Synergy enhancement of Co single atoms and asymmetric subnanoclusters for Fenton-like activation

Abstract

As a new water treatment technology, Fenton-like reaction has great potential. In this study, we successfully prepared an excellent Fenton-like catalyst, which is composed of cobalt monoatoms and asymmetric subnanoclusters (labeled CoSA/Clu-C₂N), and exhibits excellent peroxymonosulfate (PMS) activation reactivity. By directly comparing the catalytic properties of CoSA-C₂N and CoSA/Clu-C₂N, the synergistic effects of coasymmetric Co subclusters and Co atoms on the activation of PMS and degradation of organic micropollutants were investigated.

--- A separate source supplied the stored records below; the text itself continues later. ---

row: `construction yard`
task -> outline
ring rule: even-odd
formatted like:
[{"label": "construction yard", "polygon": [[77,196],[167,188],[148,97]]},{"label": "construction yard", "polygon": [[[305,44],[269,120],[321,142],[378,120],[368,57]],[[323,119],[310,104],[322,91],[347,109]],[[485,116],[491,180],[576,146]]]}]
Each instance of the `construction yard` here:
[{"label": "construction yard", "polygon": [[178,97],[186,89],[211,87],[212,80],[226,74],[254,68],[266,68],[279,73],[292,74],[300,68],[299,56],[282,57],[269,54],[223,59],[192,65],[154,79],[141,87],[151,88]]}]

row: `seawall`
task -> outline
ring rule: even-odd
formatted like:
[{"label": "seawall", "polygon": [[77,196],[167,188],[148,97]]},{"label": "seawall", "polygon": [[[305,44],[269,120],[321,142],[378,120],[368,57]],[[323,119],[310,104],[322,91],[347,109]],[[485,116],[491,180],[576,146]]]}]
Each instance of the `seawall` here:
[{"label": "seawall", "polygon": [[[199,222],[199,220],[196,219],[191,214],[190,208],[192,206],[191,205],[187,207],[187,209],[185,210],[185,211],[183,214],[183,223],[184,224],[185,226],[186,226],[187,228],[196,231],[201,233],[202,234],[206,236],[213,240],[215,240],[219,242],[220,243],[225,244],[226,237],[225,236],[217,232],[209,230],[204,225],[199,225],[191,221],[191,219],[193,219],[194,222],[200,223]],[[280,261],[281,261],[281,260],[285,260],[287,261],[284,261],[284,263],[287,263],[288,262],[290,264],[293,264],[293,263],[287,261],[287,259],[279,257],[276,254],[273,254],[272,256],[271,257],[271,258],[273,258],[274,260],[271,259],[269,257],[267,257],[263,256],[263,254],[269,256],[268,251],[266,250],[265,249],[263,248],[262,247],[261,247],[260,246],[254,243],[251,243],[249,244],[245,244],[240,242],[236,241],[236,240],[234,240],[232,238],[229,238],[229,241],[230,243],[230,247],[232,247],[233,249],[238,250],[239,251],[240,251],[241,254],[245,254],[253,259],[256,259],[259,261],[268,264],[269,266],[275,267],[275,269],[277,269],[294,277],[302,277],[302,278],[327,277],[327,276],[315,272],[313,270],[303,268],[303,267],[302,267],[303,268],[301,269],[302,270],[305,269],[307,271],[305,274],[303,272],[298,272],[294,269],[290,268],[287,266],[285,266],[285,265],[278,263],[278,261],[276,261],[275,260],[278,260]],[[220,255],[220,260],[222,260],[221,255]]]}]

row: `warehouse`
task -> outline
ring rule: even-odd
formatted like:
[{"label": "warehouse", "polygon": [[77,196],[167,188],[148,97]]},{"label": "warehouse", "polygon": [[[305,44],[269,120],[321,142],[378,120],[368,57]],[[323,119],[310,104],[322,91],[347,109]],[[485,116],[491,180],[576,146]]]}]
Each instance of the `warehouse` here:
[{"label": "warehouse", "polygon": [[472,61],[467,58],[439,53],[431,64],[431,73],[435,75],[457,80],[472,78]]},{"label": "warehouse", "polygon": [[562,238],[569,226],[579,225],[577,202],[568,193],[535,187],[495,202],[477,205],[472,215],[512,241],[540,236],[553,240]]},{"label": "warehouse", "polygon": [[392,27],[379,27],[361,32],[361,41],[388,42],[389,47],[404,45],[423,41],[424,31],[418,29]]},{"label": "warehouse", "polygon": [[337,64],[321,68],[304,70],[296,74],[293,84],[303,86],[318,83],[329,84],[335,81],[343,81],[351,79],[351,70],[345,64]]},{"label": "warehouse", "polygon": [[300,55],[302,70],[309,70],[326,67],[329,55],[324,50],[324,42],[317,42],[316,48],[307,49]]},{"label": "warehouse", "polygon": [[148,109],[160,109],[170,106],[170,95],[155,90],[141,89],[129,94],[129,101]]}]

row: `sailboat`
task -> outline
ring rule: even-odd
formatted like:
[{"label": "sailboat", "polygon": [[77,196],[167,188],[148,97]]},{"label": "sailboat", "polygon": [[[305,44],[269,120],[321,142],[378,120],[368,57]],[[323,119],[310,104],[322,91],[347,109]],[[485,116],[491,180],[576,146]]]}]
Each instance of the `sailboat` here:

The results showed that CoSA/Clu-C₂N had higher degradation rates of carbamazepine (CBZ), antipyrine (AT) and chlorobenzoic acid (CA) when combined with active oxidant PMS. The cyclic frequency of CBZ was 5.4 min⁻¹, which was twice as high as the catalytic constant of CoSA-C₂N (2.4 min⁻¹). The results show that CoSA/Clu-C₂N cobalt subnanoclusters and cobalt single atom can synergistically improve the catalytic performance of activated PMS oxidation of micropollutants in water. In addition, electron paramagnetic resonance (EPR) technology has proved that the introduction of Co subnano clusters in CoSA/Clu-C₂N is conducive to the production of singlet oxygen (¹O₂), thereby improving the efficiency of pollutant oxidation. This work lays a solid foundation for the future design of advanced multifunctional catalysts by carefully regulating and combining monmetallic atoms and metal subnanoclusters.